I haven't been reading a whole lot. I've started a few books and finished even fewer. My favorite was another from my mother in law's shelf that I kept to read, a collection of the first three Jacqueline Kirby books by Elizabeth Peters. They were excellent; unfortunately, there's only one more in the series. I listened to Neil Gaiman read his collection of Norse Mythology and it was interesting but, as he says, incomplete. I finished my reread of Lucy Parker's London Celebrities books so now I can start the new one, when I get enough motivation to do so. I'm amazed I haven't yet fallen into a reread of the Guild Hunter or PsyChangeling series by Nalini Singh but I think that's mostly because I don't own all the paperback copies yet. I'm continuing to collect them. I miss my library but the only way to disinfect books is to leave them in an empty room for a week. I'll keep using their online options, thank you.

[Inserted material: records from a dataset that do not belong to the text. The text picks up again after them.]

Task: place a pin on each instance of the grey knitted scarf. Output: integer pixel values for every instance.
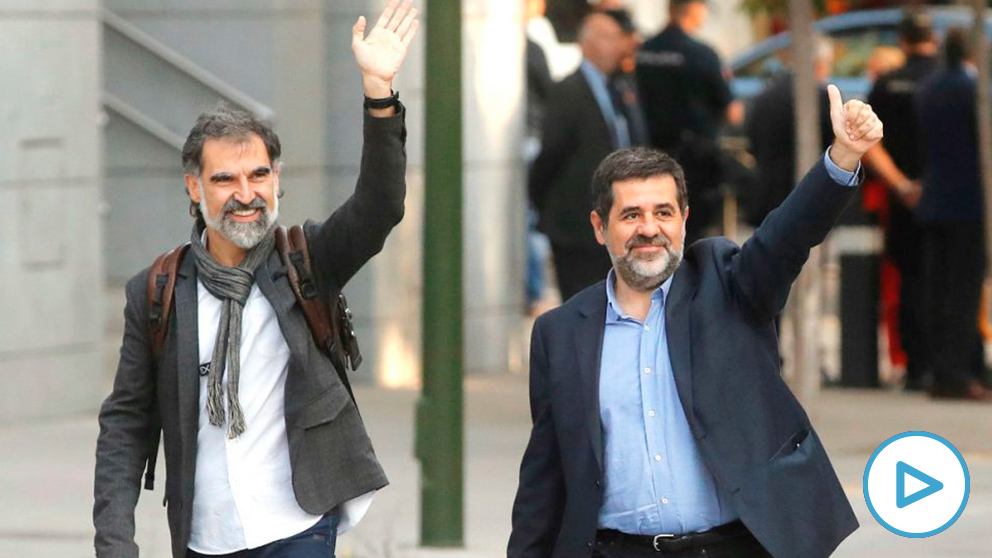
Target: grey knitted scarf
(231, 285)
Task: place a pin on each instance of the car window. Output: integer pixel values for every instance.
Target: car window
(853, 48)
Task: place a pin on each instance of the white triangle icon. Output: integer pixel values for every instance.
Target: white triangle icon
(914, 485)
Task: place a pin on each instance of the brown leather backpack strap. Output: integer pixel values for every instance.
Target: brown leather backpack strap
(292, 245)
(295, 254)
(161, 287)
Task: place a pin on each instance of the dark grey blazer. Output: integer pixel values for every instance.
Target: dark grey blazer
(750, 431)
(330, 453)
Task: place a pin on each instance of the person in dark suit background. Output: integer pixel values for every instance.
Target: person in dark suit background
(686, 97)
(770, 127)
(585, 119)
(952, 214)
(897, 161)
(661, 424)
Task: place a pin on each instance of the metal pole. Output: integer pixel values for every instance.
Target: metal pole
(439, 411)
(804, 308)
(980, 47)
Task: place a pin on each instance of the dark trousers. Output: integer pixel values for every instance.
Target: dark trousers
(578, 268)
(954, 271)
(905, 246)
(316, 542)
(743, 547)
(911, 325)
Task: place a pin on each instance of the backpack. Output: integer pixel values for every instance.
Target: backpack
(329, 322)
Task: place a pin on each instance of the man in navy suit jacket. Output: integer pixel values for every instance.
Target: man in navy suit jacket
(662, 426)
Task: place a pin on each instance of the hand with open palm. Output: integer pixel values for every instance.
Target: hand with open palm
(381, 53)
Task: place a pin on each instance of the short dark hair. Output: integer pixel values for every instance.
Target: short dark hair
(635, 163)
(224, 122)
(956, 46)
(916, 26)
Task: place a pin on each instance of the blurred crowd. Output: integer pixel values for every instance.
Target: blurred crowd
(672, 92)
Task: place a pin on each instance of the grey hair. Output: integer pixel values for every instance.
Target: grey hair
(225, 122)
(635, 163)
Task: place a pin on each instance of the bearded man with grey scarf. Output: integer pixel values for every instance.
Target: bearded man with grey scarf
(265, 451)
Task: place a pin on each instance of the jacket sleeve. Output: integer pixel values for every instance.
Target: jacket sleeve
(540, 501)
(122, 445)
(763, 271)
(357, 230)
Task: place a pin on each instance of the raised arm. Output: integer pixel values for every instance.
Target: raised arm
(762, 272)
(357, 230)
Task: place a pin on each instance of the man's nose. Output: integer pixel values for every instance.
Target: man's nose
(650, 227)
(244, 194)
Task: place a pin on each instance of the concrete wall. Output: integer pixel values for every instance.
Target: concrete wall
(51, 269)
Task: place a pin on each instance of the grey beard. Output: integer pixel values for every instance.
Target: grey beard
(647, 274)
(243, 235)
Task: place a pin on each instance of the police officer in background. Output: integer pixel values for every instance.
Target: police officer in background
(897, 161)
(686, 97)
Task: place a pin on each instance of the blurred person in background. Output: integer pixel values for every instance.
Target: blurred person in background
(266, 454)
(898, 163)
(770, 127)
(585, 120)
(686, 97)
(624, 79)
(951, 211)
(884, 59)
(661, 423)
(539, 83)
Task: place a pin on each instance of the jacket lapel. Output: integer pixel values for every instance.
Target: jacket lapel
(187, 353)
(272, 281)
(677, 329)
(589, 350)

Marshall and I finished watching both seasons 1 and 2 of The Expanse and then I needed to take a break and watch fluffier things, so we finished The Mandalorian. I've also gone back to Star Wars: The Clone Wars, restarting at season 2, so I can finish the series. I gave up somewhere is season 4 last time, when it got really dark. We haven't decided what we're going to watch next. We started Picard but then he wants me to read the book that precedes the series, which I haven't yet. There's always The Witcher (stopped after episode 4) or Jessica Jones (somewhere in season one) or Daredevil (early in season 2) or Luke Cage (I think we finished season 1). I'm not sure Iron Fist is worth finishing; we were like halfway through season 1. I do want to watch The Defenders and I hate not watching things in order. But when a show gets darker and scarier, I am reluctant to continue. Do I frustrate my husband when I do this? Absolutely. Do we process visual media differently? Yup. Things stay with me for hours or days. He is better able to shrug them off. And no, we don't like sitcoms or reality television that isn't Mike Rowe and most crime procedurals like NCIS or CSI get boring or piss me off or both. Maybe I should start watching She-Ra.